7 Responses to Thankfully, not all doctors buy into drug company marketing hype

  1. Kris 31 May 2012 at 12:47 am #

    I’m a med student and I’ve noticed that the majority of elderly people in the hospital are on statins, including the women. If this data is correct then these drugs are doing them more harm than good. I doubt many doctors know about this.

  2. Angela 1 June 2012 at 12:51 pm #

    John,

    Do you have the URL for the US doctors’ site? A friend of mine has just been put on statins and would love not to be…

  3. helen 2 June 2012 at 12:26 am #

    Anglela, I always laugh when someone says “I have been put on ………whatever medication” you might have been given a prescription but who is making you get it filled and take it?? If you do anything out of fear or if you are being bullied by your doctor or health benefits service then maybe you should stop and think ……….do a bit of research to see if there are other ways or natural things to try that do no harm (most of these are researched by other doctors, so it boils down to which doctor you want to believe) take your own power back discuss this with your doctor and if he or she just wants to fob you off with “I’m the doctor I know best” then change doctors.
    You are the customer you pay these people and if you dont know what sort of service you are buying or you aren’t happy with the attitude then do something about it. Find a doctor who will be a partner in promoting your better health or have no doctor at all. I personally have never been healthier in the the 25 years since I stopped going to doctors and realised that most illness is self induced. Things just dont happen to you, diseases dont just ‘attack’ you out of the blue. Most, including cancer or diabetes 2 or heart disease, have been decades in development due to poor nutrition and a lack of knowledge about how the body works and how much a part stress or your thoughts play in forming your attitudes about your body and health.
    There are no magic “drugs” they all are foreign substances to the body and they all carry risks. If you “understand” the risks and you still decide to take the drugs then at least there is way more personal power in that than just blindly taking everything shoved at you and putting your life in the hands of someone who hardly knows you at all and has never walked in your shoes and shows no interest in treating you as a whole individual person, but rather a number and a collection of symptoms and or the other myth ‘hereditary’ diseases. I personally want “me” to be treated not a list of things that may or may not relate to me because of an arbartory judgement made by someone I might see 2 or three times a year for 15 minutes at a time.
    Anyway Good on you Dr Briffa for putting alternative ideas out there and not just being a parrot for the drug companies or the medical establishment.
    it is really a form of tyranny to treat people as groups and statistics and symptoms and hereditary factors and say that this is how you must go about it or else!!!

  4. Richard David Feinman 2 June 2012 at 10:56 pm #

    One of the many discouraging outcomes of the over-emphasis on drugs that are of marginal value and where diet would help, is that those people who see through it, become suspicious of all drugs despite their sometimes miraculous benefits. Even people who think there is benefit for statins at least for people who have already had a CV event, they add the disclaimer that “it is not penicillin,” in other words the standard is drugs that have unambiguous benefit.

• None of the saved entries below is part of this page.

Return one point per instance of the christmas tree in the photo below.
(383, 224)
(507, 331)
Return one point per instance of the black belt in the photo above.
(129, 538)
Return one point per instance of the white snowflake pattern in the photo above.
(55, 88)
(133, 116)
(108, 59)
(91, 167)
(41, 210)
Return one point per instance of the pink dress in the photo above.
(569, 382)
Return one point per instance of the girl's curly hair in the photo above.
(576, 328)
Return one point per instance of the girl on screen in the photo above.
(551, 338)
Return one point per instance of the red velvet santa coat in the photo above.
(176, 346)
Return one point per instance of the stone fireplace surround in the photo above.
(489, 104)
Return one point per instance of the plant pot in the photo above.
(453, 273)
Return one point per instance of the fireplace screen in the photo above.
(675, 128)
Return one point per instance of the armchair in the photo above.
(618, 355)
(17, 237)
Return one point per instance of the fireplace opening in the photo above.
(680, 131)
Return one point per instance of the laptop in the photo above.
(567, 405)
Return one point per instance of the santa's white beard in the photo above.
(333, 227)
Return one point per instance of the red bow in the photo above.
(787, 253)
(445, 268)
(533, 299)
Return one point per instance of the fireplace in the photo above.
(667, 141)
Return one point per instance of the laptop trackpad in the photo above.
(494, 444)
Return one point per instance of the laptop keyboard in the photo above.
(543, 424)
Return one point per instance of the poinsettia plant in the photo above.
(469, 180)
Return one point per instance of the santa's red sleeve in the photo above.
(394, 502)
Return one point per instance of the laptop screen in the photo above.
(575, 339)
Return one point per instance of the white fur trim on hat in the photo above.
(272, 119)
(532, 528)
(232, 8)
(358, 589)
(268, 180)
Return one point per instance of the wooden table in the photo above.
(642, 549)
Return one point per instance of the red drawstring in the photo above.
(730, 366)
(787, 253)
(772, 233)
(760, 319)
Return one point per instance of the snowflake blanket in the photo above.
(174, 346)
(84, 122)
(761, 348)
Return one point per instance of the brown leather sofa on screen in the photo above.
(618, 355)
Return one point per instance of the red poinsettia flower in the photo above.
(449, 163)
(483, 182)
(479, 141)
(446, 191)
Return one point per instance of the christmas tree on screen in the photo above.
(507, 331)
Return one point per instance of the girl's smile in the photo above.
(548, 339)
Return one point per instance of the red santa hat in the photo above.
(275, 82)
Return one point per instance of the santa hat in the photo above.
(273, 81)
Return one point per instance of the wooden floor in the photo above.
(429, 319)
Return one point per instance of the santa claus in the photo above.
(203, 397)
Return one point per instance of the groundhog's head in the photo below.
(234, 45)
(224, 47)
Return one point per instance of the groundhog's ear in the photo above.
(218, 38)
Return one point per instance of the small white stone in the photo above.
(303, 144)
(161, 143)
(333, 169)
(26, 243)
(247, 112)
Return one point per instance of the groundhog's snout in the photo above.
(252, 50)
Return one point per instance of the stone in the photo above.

  5. JustMEinT 2 June 2012 at 11:41 pm #

    Kris do a GOOGLE search on Dr. Beatrice Golomb …. Professor Uffe Ravnokv… and a webiste Stopped Our Statins…. these three along with the wonderful work of Dr. John here will be real eye openers for you as a medical student. In time we hope you will be assisting patients without damading them with the use of ultra dangerous drugs. I believe the maxim ‘fisrt do no harm’ still applies today?

    Cheer’s from Clare in Tasmania

  6. jake3_14 5 June 2012 at 12:45 am #

    Thanks for uncovering the NNT website, Dr. Briffa.